Nach eigenen Aussagen unterstützt das ECCHR 17 Folterüberlebende, die teilweise schon vor Prozessbeginn beim Bundeskriminalamt ausgesagt haben. Sieben von ihnen seien Nebenkläger*innen im Al-Khatib-Verfahren und erhielten Rechtsbeistand durch das ECCHR. Wegen der äußerst mangelhaften Öffentlichkeitsarbeit des Gerichts gab es vor und während des Prozesses immer wieder Kritik, obwohl die 800 000 Personen starke syrische Gemeinde in Deutschland ein großes Interesse an dem Verfahren hat. Das ECCHR warf dem OLG immer wieder Ignoranz gegenüber der arabischsprachigen Welt vor.
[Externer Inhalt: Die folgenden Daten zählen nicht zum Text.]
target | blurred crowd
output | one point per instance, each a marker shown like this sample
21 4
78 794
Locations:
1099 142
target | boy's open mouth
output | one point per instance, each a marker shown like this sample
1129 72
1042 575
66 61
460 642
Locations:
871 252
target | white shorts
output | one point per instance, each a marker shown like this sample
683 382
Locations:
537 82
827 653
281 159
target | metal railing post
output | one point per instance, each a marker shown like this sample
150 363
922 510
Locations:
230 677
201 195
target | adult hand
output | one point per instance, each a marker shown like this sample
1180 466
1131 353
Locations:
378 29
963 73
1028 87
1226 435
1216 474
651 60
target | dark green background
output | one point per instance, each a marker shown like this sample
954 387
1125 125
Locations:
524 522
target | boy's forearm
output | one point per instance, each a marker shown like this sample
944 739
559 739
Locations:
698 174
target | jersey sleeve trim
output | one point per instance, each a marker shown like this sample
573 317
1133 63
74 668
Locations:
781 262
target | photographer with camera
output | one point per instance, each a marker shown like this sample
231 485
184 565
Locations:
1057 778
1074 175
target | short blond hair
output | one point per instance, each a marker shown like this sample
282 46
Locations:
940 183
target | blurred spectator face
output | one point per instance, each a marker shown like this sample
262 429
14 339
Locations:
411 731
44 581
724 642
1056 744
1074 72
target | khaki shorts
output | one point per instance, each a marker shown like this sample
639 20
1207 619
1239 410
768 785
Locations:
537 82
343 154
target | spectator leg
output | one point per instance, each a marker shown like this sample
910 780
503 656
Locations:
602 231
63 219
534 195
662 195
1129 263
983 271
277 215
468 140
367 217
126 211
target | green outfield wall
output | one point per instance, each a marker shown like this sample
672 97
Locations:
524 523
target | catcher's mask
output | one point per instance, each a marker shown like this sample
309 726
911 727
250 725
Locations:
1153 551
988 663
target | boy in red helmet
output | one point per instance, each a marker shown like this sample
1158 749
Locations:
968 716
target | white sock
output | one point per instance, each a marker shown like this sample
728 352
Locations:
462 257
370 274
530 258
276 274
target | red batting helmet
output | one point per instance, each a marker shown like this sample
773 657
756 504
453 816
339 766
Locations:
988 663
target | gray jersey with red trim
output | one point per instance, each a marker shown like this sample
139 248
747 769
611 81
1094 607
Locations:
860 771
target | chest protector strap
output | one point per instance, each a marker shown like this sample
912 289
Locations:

Erst rund vier Monate nach Verhandlungsbeginn wurde arabischsprachigen Prozessbeobachtern eine Simultanübersetzung über Kopfhörer angeboten - nach einer einstweiligen Anordnung durch das Bundesverfassungsgericht.

Menschenrechtsaktivisten und syrische Geflüchtete wie Wafa Mustafa sehen den Prozess als »ersten wichtigen Schritt« im Streben der Syrer nach Gerechtigkeit, wie die 31-Jährige der Nachrichtenagentur AFP sagte. Sie kämpft dafür, das Schicksal von in Gefängnissen Verschwundener aufzuklären. Mustafa ist selbst betroffen - ihr Vater verschwand 2013 nach seiner Festnahme.

Der international beachtete Koblenzer Prozess hatte mit zwei Angeklagten begonnen. Im Februar 2021 ist der Jüngere, der Syrer Eyad A., bereits zu viereinhalb Jahren Haft wegen Beihilfe zu einem Verbrechen gegen die Menschlichkeit verurteilt worden. Der 45-Jährige hatte nach Überzeugung der Richter in Syrien 2011 dazu beigetragen, 30 Demonstranten des sogenannten Arabischen Frühlings ins Foltergefängnis des Hauptangeklagten zu bringen. Über die Revision von Eyad A. gegen sein Urteil ist noch nicht entschieden.

Am 19. Januar beginnt vor dem Oberlandesgericht Frankfurt am Main ein weiterer Prozess zu Verbrechen gegen die Menschlichkeit in Syrien. Angeklagt ist ein syrischer Arzt, der Gefangene gefoltert und einen von ihnen vorsätzlich getötet haben soll. Auch in Österreich, Schweden, Norwegen und Spanien wurden mutmaßliche Verbrechen in Syrien angezeigt. Die spanische Justiz wies im Juli 2017 die Klage einer Syrerin gegen neun hohe Regierungsverantwortliche aus Damaskus zurück.